Another violation of human rights in Cuba

On July 18th, 2017, Mr. C. Énix Berrio Sardá was supposed to leave Cuba on a Copa Airlines flight bound for South America to participate in an academic workshop.

Upon arrival at Terminal 3 of the José Martí International Airport in Havana, Cuba, Énix checked his luggage along with other citizens going to the same program. However, when he arrived at the immigration window, he was denied approval to leave the country in a clear violation of the immigration law enforced in the nation and written in the Constitution of the Republic. Also, it’s worthwhile to mention that freedom of travel is a fundamental human right recognized in the International Convention on Human Rights, of which Cuba is a signatory.

Énix Berrio Sardá. Self-portrait
Énix Berrio Sardá. Self-portrait

His luggage was then held for almost two hours before being released back to him. Énix was then sent from the customs office to Unit 4 of the Havana police because, according to the explanation, he was not prohibited, but instead, restricted from traveling. It would seem that the political police now specialize in semantics.

The fact is that with one word, Énix could not leave the country, and neither immigration officials nor the police wants to say whom it was that gave the order.

This was not the first time that Cuban authorities have violated laws to apply a repressive measure, and many other Cuban citizens face similar or worse situations. But why is this measure so arbitrary?

First, it is because until very recently, Cuban citizens could not leave the country freely at all. The current communist Constitution claims to guarantee the right of all Cuban citizens to use the ports and airports and it recognizes the freedom of movement of those born in the Caribbean nation.

Second, it is because it violates the current immigration law, which only prohibits the exit from the country of people with important state or national security responsibilities or citizens with pending criminal proceedings.

The police never visited Énix. No one imposed a fine on him or took him to trial to charge him with a crime to prevent him, like 72 hours before, from leaving the country. His home was not surrounded by dogs or the police. No one intercepted him in the middle of the street. Énix only knew that he could not leave the country as his luggage was being taken to the plane. Énix has no criminal record. He has never caused a public scandal. He has never cast a stone, except when he was a child, which was quite a few years before he obtained two university degrees, a master’s degree, and two doctoral candidacies in science.

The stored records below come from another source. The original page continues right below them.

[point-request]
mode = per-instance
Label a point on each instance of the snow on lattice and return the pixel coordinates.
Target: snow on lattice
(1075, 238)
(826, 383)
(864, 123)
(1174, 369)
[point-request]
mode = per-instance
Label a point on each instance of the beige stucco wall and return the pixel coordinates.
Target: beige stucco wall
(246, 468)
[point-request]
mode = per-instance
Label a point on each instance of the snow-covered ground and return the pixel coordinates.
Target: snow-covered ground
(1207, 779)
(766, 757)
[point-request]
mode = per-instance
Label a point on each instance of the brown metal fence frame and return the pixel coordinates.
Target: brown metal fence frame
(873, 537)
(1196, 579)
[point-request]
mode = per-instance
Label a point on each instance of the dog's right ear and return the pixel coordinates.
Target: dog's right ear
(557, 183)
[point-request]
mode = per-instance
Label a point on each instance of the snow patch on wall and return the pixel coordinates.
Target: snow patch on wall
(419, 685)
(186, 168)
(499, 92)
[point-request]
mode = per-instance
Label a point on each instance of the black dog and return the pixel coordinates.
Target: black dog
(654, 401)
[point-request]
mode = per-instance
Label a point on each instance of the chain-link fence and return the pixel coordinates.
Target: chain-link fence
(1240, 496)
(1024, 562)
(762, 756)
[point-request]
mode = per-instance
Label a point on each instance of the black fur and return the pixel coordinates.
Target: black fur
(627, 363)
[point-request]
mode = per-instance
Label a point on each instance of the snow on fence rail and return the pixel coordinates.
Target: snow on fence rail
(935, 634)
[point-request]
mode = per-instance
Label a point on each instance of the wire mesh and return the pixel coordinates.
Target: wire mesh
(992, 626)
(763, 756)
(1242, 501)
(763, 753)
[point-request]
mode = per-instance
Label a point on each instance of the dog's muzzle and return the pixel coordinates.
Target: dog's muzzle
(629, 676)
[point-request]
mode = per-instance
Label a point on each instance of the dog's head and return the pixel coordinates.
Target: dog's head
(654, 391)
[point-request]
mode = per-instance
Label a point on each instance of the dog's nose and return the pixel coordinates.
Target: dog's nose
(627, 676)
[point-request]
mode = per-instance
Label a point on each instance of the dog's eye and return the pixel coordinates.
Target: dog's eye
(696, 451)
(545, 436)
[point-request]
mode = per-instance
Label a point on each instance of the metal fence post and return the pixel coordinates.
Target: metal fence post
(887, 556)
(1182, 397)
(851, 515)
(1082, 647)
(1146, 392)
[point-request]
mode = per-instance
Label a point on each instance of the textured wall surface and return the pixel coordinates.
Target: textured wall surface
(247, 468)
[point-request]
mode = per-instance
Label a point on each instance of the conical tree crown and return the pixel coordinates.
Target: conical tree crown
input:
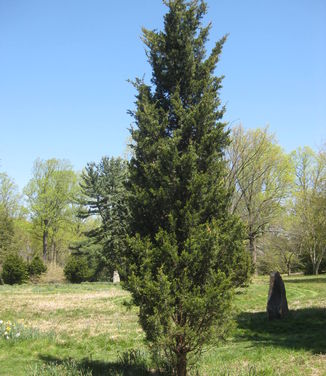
(186, 251)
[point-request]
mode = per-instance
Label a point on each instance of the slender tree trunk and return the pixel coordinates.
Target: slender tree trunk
(182, 364)
(253, 251)
(45, 240)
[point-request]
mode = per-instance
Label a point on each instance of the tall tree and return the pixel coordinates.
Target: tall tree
(310, 203)
(9, 203)
(51, 197)
(103, 187)
(186, 252)
(261, 175)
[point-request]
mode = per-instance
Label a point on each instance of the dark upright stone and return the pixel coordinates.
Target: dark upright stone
(277, 305)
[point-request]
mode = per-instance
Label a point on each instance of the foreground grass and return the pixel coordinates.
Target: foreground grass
(90, 329)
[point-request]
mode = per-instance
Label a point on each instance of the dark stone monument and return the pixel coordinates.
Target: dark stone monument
(277, 305)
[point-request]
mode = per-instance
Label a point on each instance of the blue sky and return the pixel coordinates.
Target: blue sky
(64, 67)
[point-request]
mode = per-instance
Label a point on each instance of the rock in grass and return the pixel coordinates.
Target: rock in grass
(277, 305)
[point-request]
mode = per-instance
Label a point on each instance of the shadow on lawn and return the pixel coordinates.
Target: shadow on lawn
(99, 368)
(306, 280)
(302, 329)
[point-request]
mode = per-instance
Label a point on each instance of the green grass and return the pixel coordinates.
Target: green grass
(88, 329)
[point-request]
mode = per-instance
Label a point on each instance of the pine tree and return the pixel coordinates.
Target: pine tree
(186, 251)
(104, 196)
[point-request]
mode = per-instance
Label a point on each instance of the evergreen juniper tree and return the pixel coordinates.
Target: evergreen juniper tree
(186, 251)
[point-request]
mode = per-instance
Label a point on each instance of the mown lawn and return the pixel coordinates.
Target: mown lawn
(90, 329)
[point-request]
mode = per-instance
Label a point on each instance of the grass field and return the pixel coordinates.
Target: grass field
(90, 329)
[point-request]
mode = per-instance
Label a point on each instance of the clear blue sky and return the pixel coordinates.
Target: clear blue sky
(64, 66)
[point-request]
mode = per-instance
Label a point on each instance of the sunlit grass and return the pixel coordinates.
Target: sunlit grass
(89, 329)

The only crime Énix committed was thinking. He mastered the statistical figures of a paralyzed country. He knows the bowels of Cuban society. He has analyzed, with multidisciplinary studies, the different phenomena that muddle the life of the nation.

Énix knows what public accounts do not say: that Afro-Cubans aren’t represented as much in school, as they are in street fights, that young people can’t afford housing, that the LGBT community’s needs are not met, and that a new country needs to include those that, today, do not speak out.

This is why Énix is dangerous. This is why this act is cynical and fraudulent. This is why they can’t make up a crime and take him to prison.

Events like this only show that the repressive regime is the same for all who think differently in Cuba.